Ken writes about the lessons they’ve learned building new LLM-based features into their product.
When it comes to prompts, less is more
Not enumerating an exact list or instructions in the prompt produces better results, if that thing was already common knowledge. GPT is not dumb, and it actually gets confused if you over-specify.
This has been my experience as well. For a recent project, I first started with a very long and detailed prompt, asking the LLM to classify a text and produce a summary. GPT-4, GPT-3.5, Claude-3-Opus, and Claude-3-Haiku all performed average or poorly. I then experimented with shorter prompts, and with some adjustments I was able to get much better responses with a very much shorter prompt.

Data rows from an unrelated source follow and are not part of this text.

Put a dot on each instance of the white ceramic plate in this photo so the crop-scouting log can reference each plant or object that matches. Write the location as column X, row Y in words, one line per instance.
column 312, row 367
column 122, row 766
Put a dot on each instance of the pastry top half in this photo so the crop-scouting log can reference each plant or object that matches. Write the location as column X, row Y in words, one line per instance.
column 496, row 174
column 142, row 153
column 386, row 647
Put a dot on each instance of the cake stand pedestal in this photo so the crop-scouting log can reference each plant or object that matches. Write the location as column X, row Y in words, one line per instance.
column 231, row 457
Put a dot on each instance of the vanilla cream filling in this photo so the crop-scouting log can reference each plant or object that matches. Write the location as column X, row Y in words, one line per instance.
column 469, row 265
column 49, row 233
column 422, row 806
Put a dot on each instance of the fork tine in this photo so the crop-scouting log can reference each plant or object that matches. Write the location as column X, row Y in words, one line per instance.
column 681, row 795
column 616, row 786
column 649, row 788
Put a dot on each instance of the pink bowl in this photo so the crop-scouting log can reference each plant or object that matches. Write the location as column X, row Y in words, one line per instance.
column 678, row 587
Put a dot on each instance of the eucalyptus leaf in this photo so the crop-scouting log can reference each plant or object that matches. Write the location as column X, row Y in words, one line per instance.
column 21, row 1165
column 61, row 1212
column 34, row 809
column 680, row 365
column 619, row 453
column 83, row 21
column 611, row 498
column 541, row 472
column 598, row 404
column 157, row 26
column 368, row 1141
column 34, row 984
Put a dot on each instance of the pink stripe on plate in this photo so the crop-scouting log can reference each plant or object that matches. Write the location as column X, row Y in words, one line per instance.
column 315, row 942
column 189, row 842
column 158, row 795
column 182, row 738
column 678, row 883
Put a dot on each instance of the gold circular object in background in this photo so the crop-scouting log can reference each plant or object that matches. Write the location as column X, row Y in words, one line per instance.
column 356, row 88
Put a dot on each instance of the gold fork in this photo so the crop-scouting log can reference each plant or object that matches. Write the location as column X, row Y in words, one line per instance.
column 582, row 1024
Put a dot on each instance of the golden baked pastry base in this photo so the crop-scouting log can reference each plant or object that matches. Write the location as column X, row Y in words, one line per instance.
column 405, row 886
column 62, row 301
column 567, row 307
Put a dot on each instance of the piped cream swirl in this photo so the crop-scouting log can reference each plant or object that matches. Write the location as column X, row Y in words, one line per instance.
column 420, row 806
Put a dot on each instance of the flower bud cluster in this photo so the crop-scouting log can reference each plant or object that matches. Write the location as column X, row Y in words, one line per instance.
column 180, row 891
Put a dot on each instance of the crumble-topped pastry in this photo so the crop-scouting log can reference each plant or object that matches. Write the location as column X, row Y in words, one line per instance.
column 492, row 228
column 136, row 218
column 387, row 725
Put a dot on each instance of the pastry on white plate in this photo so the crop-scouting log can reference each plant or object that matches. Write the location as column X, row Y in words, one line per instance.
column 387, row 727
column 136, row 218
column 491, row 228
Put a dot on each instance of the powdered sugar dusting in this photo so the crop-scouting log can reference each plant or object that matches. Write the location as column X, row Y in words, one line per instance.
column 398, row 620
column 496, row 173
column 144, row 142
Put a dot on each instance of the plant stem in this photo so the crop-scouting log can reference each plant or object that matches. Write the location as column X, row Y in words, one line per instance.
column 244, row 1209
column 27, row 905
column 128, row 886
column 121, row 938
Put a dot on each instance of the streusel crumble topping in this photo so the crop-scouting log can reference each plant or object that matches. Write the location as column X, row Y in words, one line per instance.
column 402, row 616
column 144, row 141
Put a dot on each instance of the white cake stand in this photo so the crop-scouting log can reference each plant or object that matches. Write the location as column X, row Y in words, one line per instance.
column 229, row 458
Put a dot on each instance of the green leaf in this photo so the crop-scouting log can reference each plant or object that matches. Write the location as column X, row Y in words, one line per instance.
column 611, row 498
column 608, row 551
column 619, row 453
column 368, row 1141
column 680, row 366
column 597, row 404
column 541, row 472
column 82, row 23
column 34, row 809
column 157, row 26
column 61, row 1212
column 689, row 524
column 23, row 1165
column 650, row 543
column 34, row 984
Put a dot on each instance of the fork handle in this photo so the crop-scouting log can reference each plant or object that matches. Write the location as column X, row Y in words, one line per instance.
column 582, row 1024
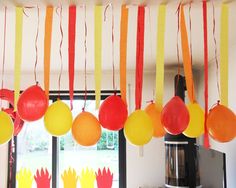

GPT is really bad at producing the null hypothesis
“Return an empty output if you don’t find anything” – is probably the most error-prone prompting language we came across. Not only does GPT often chooses to hallucinate rather than return nothing, it also causes it to just lack confidence a lot, returning blank more often than it should. It basically doesn’t know how to say “I don’t know”.
Again, very true. Be cautious in asking an LLM to return “nothing” or to respond with “I don’t know” if condition. I’ve found the models from Anthropic (specially Claude-3-Haiku) to be terrible in responding negatively. They really want to respond with something satisfying to the prompt, even if the condition to respond “I don’t know” is met.